- Developer(s): Take-Two Interactive
- Publisher(s): Take-Two Publishing
- Platform(s): Amiga, CD32, MS-DOS
- Release: September 1994
- Genre(s): Space combat simulation
- Mode(s): Single player

= Star Crusader =

1994 video game

Star Crusader is a space combat simulation released in 1994 by Take-Two Interactive. In 1995, a CD-ROM "Talkie" version was released.

==Story==
The player assumes the role of Roman Alexandria, a crack pilot for the Gorene Empire in their conquest to assume control of the Ascalon Rift. The five races native to the Rift, previously enemies, join forces to resist the Gorene expansion and as Roman Alexandria, you are confronted with an ethical dilemma in deciding which side to fight for.

==Gameplay==
As wing leader, the player assigns pilots to primary and secondary missions. Secondary missions consist of gathering equipment, conquering/protecting territory, or rescuing pilots. Additionally, pilots can be assigned to flight school to receive new recruits. Wingmen have their own skill sets indicating how good they are at flying, shooting, and following orders. The player gives orders to wingmen to attack, disable a target, or escape from battle.
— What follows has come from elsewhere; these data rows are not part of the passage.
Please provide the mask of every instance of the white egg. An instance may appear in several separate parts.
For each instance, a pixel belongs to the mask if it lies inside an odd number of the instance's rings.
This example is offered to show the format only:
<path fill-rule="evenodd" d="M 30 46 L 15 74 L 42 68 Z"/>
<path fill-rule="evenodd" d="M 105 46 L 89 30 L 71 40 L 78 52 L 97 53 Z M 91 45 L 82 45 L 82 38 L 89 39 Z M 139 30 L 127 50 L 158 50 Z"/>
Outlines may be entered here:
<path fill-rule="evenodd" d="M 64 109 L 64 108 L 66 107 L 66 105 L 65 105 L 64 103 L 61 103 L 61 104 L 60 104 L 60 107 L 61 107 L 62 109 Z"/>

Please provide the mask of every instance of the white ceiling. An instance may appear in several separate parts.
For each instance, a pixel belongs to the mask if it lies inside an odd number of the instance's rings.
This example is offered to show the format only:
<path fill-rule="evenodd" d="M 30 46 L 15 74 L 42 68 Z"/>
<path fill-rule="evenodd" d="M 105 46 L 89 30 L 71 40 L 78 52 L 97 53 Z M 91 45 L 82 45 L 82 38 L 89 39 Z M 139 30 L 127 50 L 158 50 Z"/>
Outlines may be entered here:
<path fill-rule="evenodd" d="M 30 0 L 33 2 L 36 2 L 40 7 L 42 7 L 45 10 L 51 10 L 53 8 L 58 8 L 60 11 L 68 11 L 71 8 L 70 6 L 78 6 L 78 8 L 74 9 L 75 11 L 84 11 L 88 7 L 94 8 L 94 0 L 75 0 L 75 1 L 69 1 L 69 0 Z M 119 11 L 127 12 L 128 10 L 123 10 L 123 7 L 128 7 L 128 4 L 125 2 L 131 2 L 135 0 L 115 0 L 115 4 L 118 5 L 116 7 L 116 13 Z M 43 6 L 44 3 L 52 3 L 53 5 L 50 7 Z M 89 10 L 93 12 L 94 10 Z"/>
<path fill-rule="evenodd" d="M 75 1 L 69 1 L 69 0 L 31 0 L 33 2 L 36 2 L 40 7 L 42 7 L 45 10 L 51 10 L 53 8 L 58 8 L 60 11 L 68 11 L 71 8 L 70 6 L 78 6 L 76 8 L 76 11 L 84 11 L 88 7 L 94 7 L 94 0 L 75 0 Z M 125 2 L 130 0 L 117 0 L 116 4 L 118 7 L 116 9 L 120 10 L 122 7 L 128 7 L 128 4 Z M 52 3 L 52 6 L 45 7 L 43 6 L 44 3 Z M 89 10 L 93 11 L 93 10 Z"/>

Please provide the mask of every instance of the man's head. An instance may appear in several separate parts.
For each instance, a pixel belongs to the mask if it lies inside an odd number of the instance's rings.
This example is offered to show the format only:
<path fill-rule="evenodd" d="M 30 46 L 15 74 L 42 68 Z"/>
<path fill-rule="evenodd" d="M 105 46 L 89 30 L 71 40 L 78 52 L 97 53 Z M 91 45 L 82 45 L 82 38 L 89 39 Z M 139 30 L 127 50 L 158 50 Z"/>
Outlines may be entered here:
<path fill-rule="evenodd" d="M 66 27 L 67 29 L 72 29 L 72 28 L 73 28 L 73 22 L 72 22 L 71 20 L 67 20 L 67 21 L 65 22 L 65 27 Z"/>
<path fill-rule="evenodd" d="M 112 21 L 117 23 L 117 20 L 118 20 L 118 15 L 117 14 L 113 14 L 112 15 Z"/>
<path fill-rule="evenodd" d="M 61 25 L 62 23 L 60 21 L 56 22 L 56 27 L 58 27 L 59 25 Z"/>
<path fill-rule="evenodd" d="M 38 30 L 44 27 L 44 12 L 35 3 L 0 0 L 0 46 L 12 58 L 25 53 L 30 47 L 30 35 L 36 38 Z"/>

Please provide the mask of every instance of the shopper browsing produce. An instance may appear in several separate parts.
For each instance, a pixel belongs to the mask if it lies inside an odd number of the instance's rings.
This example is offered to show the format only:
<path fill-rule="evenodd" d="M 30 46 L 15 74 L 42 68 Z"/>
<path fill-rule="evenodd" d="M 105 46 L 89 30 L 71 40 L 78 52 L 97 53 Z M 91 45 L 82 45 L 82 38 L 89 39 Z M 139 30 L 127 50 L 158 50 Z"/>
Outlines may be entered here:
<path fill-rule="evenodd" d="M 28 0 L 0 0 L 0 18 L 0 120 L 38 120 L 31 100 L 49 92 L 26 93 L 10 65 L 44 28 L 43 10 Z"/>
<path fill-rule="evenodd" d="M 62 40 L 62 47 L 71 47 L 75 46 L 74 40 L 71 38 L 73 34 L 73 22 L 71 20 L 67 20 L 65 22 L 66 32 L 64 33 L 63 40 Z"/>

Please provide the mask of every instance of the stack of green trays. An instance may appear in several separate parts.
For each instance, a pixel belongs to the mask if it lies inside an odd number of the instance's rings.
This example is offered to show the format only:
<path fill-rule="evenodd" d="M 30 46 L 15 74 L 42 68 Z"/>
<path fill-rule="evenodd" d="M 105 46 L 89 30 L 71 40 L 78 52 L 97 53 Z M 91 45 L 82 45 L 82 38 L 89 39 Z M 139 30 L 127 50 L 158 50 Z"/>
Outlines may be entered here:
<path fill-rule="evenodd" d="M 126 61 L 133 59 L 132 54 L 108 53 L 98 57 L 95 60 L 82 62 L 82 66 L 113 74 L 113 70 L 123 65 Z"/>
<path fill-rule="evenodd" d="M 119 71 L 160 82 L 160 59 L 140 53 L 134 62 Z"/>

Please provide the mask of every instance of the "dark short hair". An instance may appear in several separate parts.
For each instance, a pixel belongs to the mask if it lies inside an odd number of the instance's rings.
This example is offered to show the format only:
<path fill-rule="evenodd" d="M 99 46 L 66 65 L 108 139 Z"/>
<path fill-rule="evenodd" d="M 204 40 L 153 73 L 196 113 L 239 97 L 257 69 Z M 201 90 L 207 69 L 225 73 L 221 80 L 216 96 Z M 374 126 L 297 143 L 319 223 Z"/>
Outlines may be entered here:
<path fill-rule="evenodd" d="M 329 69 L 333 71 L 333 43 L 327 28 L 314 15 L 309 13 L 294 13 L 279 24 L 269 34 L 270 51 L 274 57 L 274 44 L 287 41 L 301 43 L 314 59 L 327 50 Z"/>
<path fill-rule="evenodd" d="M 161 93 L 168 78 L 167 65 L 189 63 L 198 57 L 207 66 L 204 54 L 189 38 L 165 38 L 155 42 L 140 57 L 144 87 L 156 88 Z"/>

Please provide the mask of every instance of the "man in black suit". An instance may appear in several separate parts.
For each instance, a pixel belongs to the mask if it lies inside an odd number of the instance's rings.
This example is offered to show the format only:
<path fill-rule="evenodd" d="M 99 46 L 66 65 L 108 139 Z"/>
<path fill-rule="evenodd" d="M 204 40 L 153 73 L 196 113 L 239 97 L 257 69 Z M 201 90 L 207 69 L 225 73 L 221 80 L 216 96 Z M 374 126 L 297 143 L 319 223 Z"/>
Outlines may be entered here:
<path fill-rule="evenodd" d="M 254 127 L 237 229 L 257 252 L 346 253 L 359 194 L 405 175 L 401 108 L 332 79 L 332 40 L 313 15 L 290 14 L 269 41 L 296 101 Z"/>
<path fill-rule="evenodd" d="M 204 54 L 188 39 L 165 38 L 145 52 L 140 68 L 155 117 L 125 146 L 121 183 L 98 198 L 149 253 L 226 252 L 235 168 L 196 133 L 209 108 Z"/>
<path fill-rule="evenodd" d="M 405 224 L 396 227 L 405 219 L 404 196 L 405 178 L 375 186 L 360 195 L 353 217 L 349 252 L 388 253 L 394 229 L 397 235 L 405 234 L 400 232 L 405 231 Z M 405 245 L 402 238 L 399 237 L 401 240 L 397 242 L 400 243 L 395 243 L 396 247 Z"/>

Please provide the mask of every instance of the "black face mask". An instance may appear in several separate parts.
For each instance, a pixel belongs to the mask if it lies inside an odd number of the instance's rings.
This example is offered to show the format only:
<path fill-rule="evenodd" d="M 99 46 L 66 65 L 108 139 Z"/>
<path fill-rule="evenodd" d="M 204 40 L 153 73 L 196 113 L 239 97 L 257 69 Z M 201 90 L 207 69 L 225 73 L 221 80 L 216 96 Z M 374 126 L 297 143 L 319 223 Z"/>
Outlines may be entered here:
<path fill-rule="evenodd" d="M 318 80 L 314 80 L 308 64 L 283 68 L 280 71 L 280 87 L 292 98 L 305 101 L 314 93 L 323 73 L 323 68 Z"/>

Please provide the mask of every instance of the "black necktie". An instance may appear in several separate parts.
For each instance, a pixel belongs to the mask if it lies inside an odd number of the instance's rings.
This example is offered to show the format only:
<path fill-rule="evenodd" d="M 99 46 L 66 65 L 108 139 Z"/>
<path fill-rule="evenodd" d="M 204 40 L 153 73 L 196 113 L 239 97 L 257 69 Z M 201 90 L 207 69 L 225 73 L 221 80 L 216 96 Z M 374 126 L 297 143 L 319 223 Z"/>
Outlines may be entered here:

Missions consist of destroying particular objectives, capturing ships, or performing reconnaissance. A special stealth ship is used for said recon missions. Fighters come in two varieties: quick and maneuverable attack fighters and slow, but heavily armed strike fighters. During combat, pilots fight against these two types of fighters as well as capital ships and bases. All craft are armed with laser cannons, but each race developed its own special secondary weapons such as plasma torpedoes and vector cannons on Tancred fighters.

==Reception==
Reviewing the original DOS version, a critic for Next Generation remarked that Star Crusader is lacking in originality, but praised it for having gameplay with all the depth of Wing Commander III: Heart of the Tiger and considerably less "fluff", thus making the game accessible to the many players who either do not have PCs powerful enough to run Wing Commander III or simply have no interest in that game's cinematic elements.